Years have passed since I held my son Micah in my arms. Micah died from complications of necrotizing enterocolitis (NEC), a devastating intestinal disease, just before his first birthday. When Micah died in the Pediatric ICU, we left the hospital with his things in a plastic hospital bag and a 30-page booklet with “WHEN A BABY DIES” written on the cover.
I wanted to burn the 30-page booklet because the book itself felt traumatic, agonizing, and out of touch. One of the last things I wanted to do when Micah died was read a book about babies dying. Years later, I still have not opened that 30-page booklet.

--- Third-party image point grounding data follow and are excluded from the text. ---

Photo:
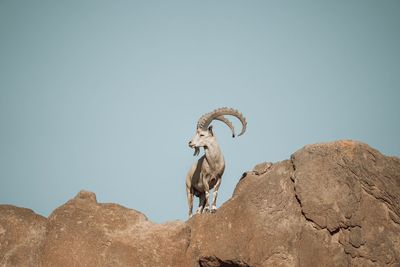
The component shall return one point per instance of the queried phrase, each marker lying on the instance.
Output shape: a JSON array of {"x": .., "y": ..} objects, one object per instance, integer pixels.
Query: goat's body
[
  {"x": 203, "y": 176},
  {"x": 207, "y": 172}
]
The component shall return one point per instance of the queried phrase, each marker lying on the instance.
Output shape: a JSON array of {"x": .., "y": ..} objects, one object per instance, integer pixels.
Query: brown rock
[
  {"x": 21, "y": 236},
  {"x": 334, "y": 204}
]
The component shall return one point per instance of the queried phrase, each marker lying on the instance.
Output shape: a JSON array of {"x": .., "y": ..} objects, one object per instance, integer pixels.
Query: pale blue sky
[{"x": 105, "y": 95}]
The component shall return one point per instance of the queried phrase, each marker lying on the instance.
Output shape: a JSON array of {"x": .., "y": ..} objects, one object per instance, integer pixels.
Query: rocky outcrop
[{"x": 334, "y": 204}]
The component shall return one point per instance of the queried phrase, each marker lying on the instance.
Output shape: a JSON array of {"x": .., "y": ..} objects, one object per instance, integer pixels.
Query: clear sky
[{"x": 105, "y": 95}]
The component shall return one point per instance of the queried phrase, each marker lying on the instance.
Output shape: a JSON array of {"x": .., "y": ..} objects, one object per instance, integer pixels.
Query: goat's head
[
  {"x": 202, "y": 138},
  {"x": 204, "y": 134}
]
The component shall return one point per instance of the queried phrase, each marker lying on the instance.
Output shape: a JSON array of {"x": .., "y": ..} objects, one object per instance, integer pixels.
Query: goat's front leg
[
  {"x": 189, "y": 193},
  {"x": 215, "y": 195},
  {"x": 207, "y": 193},
  {"x": 202, "y": 200}
]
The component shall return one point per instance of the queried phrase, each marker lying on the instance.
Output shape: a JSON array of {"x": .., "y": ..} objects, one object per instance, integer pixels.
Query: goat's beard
[{"x": 196, "y": 151}]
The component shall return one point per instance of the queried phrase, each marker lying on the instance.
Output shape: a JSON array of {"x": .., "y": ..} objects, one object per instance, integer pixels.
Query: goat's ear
[{"x": 210, "y": 130}]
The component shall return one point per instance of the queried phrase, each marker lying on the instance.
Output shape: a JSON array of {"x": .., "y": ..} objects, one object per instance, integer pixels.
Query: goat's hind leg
[{"x": 189, "y": 193}]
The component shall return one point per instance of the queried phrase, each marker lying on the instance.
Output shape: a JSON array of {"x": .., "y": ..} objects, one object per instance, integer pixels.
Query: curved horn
[
  {"x": 227, "y": 122},
  {"x": 206, "y": 119}
]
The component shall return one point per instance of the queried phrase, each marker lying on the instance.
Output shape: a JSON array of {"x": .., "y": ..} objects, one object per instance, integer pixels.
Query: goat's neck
[{"x": 214, "y": 155}]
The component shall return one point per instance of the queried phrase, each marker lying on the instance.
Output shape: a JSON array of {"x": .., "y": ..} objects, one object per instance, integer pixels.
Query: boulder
[{"x": 331, "y": 204}]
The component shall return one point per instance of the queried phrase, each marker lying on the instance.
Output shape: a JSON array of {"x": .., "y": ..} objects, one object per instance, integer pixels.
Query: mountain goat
[{"x": 207, "y": 172}]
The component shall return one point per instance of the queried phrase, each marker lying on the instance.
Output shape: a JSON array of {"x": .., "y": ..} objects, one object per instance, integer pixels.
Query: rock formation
[{"x": 333, "y": 204}]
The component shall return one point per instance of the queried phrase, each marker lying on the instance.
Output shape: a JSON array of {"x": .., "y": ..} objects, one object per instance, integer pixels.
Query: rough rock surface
[{"x": 332, "y": 204}]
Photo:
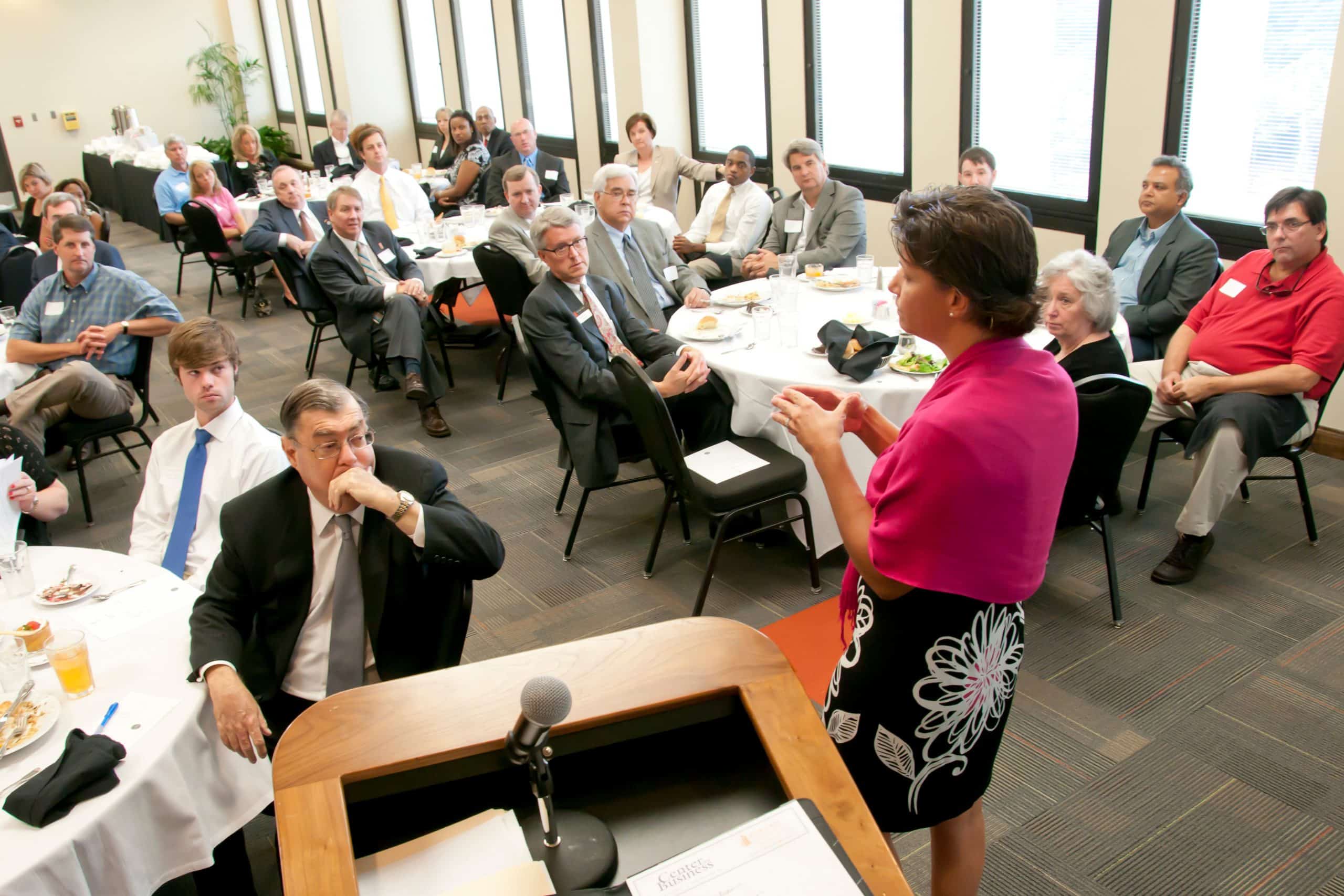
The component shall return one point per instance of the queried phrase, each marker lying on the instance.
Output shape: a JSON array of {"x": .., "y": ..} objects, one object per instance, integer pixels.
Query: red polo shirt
[{"x": 1242, "y": 330}]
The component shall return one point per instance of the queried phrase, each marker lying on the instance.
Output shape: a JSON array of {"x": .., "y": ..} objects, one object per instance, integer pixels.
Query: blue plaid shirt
[{"x": 57, "y": 313}]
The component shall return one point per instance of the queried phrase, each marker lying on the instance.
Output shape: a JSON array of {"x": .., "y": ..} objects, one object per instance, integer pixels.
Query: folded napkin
[
  {"x": 875, "y": 347},
  {"x": 84, "y": 772}
]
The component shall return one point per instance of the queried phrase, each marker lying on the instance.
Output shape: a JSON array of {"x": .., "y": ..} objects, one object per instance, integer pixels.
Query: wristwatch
[{"x": 406, "y": 501}]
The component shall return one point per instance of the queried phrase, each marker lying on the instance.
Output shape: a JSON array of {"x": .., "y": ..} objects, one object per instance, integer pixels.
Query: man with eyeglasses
[
  {"x": 1251, "y": 366},
  {"x": 575, "y": 323},
  {"x": 636, "y": 253}
]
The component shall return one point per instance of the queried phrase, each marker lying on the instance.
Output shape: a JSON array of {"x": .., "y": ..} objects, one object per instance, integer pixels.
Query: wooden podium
[{"x": 686, "y": 704}]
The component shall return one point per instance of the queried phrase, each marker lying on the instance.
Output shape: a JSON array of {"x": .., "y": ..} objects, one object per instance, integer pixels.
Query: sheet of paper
[
  {"x": 522, "y": 880},
  {"x": 445, "y": 859},
  {"x": 723, "y": 461},
  {"x": 781, "y": 853}
]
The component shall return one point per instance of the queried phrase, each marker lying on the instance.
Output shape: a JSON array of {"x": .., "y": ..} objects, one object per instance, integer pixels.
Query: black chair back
[
  {"x": 505, "y": 277},
  {"x": 1110, "y": 412}
]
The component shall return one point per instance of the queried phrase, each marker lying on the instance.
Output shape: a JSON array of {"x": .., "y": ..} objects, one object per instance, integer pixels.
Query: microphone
[{"x": 546, "y": 702}]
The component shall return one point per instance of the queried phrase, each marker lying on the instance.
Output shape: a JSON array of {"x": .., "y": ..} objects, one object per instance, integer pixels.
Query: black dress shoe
[{"x": 1183, "y": 562}]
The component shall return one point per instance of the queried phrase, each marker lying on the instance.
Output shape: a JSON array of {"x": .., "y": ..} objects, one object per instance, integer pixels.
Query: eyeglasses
[
  {"x": 566, "y": 248},
  {"x": 327, "y": 450}
]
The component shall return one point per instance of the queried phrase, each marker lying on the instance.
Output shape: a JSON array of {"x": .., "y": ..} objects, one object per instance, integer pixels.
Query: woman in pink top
[
  {"x": 953, "y": 532},
  {"x": 207, "y": 191}
]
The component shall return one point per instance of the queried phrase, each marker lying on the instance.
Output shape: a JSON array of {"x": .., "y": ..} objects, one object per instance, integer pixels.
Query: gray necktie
[{"x": 346, "y": 655}]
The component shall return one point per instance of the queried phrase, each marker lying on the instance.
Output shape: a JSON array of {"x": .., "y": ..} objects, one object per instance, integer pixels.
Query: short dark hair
[
  {"x": 637, "y": 117},
  {"x": 978, "y": 155},
  {"x": 975, "y": 241},
  {"x": 1312, "y": 201}
]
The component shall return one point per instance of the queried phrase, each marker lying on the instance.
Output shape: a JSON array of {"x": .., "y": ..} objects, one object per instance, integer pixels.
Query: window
[
  {"x": 478, "y": 62},
  {"x": 543, "y": 58},
  {"x": 728, "y": 105},
  {"x": 424, "y": 69},
  {"x": 1034, "y": 97},
  {"x": 866, "y": 147},
  {"x": 1247, "y": 97},
  {"x": 276, "y": 57}
]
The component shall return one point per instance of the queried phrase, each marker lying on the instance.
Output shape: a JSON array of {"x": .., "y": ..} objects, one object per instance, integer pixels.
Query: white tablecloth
[{"x": 181, "y": 790}]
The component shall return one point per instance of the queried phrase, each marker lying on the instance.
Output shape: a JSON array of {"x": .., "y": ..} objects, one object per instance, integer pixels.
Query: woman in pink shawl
[{"x": 953, "y": 532}]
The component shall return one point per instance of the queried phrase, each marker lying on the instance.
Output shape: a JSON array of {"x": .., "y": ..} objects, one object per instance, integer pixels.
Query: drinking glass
[{"x": 68, "y": 652}]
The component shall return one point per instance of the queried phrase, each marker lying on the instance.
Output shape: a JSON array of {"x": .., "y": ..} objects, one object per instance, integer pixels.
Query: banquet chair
[
  {"x": 546, "y": 392},
  {"x": 1110, "y": 410},
  {"x": 1180, "y": 433},
  {"x": 510, "y": 288},
  {"x": 781, "y": 480}
]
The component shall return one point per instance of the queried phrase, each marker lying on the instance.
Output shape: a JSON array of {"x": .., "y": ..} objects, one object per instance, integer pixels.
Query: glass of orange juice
[{"x": 68, "y": 652}]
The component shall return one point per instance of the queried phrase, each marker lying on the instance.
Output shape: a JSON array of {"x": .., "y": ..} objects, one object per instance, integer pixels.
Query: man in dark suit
[
  {"x": 1163, "y": 262},
  {"x": 575, "y": 323},
  {"x": 381, "y": 301},
  {"x": 549, "y": 170},
  {"x": 496, "y": 139}
]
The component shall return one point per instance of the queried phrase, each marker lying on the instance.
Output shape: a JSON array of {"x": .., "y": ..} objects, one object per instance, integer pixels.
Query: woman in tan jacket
[{"x": 660, "y": 168}]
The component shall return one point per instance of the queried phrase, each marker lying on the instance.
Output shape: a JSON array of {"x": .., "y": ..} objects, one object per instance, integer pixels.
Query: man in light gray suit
[
  {"x": 1163, "y": 262},
  {"x": 822, "y": 224},
  {"x": 636, "y": 254},
  {"x": 511, "y": 229}
]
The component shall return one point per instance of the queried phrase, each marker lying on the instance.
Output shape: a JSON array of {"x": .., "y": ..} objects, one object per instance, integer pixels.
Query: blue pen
[{"x": 104, "y": 723}]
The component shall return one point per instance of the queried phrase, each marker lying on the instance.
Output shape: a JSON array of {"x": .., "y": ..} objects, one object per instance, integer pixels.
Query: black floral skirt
[{"x": 918, "y": 702}]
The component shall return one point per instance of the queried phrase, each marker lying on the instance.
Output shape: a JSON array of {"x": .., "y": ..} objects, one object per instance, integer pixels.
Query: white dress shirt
[
  {"x": 749, "y": 214},
  {"x": 239, "y": 455},
  {"x": 409, "y": 201}
]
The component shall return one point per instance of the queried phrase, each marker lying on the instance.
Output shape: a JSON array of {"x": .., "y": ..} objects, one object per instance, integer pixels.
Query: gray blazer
[
  {"x": 1179, "y": 272},
  {"x": 670, "y": 167},
  {"x": 575, "y": 356},
  {"x": 514, "y": 236},
  {"x": 839, "y": 227},
  {"x": 608, "y": 261}
]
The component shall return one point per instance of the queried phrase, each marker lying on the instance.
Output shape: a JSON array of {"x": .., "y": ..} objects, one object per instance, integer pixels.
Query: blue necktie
[{"x": 188, "y": 501}]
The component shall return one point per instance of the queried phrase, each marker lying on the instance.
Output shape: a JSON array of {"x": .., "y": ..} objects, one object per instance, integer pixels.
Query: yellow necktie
[
  {"x": 721, "y": 218},
  {"x": 386, "y": 202}
]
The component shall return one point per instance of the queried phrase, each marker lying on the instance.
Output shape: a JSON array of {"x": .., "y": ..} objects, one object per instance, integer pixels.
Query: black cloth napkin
[
  {"x": 84, "y": 772},
  {"x": 835, "y": 336}
]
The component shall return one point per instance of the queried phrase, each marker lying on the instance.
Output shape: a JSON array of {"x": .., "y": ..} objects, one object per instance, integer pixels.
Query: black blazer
[
  {"x": 545, "y": 162},
  {"x": 342, "y": 277},
  {"x": 260, "y": 589}
]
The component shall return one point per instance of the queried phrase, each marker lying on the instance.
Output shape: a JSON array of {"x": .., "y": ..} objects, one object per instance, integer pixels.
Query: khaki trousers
[{"x": 76, "y": 388}]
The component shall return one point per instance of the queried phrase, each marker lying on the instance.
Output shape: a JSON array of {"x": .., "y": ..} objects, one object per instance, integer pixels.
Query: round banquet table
[
  {"x": 181, "y": 792},
  {"x": 756, "y": 375}
]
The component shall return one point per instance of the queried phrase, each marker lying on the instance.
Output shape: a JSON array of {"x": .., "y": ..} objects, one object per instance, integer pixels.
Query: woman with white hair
[{"x": 1079, "y": 308}]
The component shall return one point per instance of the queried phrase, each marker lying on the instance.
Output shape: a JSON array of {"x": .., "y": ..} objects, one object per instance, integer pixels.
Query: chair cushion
[{"x": 785, "y": 473}]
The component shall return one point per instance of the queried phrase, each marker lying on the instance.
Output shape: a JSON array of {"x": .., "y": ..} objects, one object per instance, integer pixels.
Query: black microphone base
[{"x": 586, "y": 853}]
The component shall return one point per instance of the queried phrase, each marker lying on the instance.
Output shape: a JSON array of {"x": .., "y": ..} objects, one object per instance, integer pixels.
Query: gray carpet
[{"x": 1196, "y": 750}]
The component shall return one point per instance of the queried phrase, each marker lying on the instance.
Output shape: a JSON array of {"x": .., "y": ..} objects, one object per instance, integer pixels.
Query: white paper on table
[
  {"x": 780, "y": 853},
  {"x": 723, "y": 461},
  {"x": 438, "y": 861}
]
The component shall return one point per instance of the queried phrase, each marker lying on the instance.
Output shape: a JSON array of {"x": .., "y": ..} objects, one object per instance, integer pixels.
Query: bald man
[{"x": 549, "y": 170}]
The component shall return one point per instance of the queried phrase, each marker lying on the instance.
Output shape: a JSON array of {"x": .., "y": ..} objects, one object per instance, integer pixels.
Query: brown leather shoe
[
  {"x": 435, "y": 422},
  {"x": 414, "y": 387}
]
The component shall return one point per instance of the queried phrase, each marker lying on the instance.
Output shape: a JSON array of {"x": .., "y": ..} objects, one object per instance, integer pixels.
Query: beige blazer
[{"x": 670, "y": 167}]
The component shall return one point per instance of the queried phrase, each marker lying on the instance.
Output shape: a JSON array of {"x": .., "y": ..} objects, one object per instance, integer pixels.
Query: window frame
[
  {"x": 1049, "y": 213},
  {"x": 558, "y": 147},
  {"x": 765, "y": 172},
  {"x": 877, "y": 186}
]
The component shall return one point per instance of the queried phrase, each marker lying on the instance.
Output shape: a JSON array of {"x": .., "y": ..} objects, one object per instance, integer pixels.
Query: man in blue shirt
[
  {"x": 172, "y": 188},
  {"x": 78, "y": 327}
]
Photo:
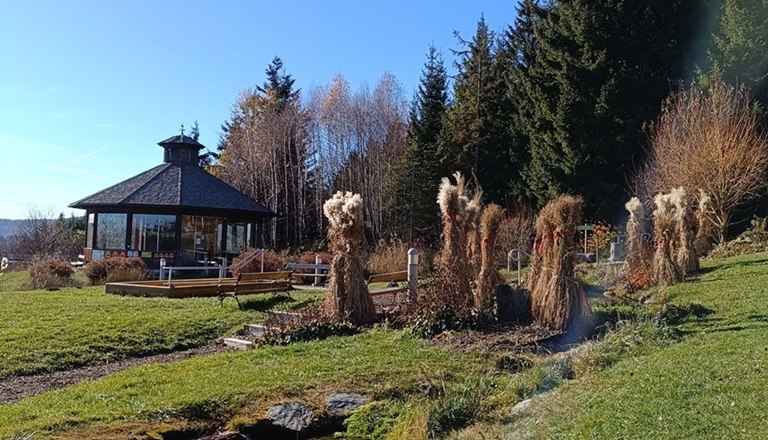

Just hours after Micah died, my spouse and I walked out of the Pediatric ICU without our son. The ICU receptionist turned to us and said “you’ll have more children.” Her words sting to this day because every child is irreplaceable.
My grief journey has been full of growth and heartache. While it has not been easy, I have found peace. With the hope of helping other bereaved parents find a sense of peace, here are 10 things I wish someone would have told me when Micah died. With wishes of comfort to those seeking it.
The NEC Society’s “10 Things for Bereaved Parents to Know” is designed to offer meaningful insights and heartfelt support, drawing from the experiences of other parents who have walked this unfathomable path. Whether you’re seeking comfort, validation, or a reminder that you’re not alone, these ten insights are here to help you navigate this lifelong grief journey.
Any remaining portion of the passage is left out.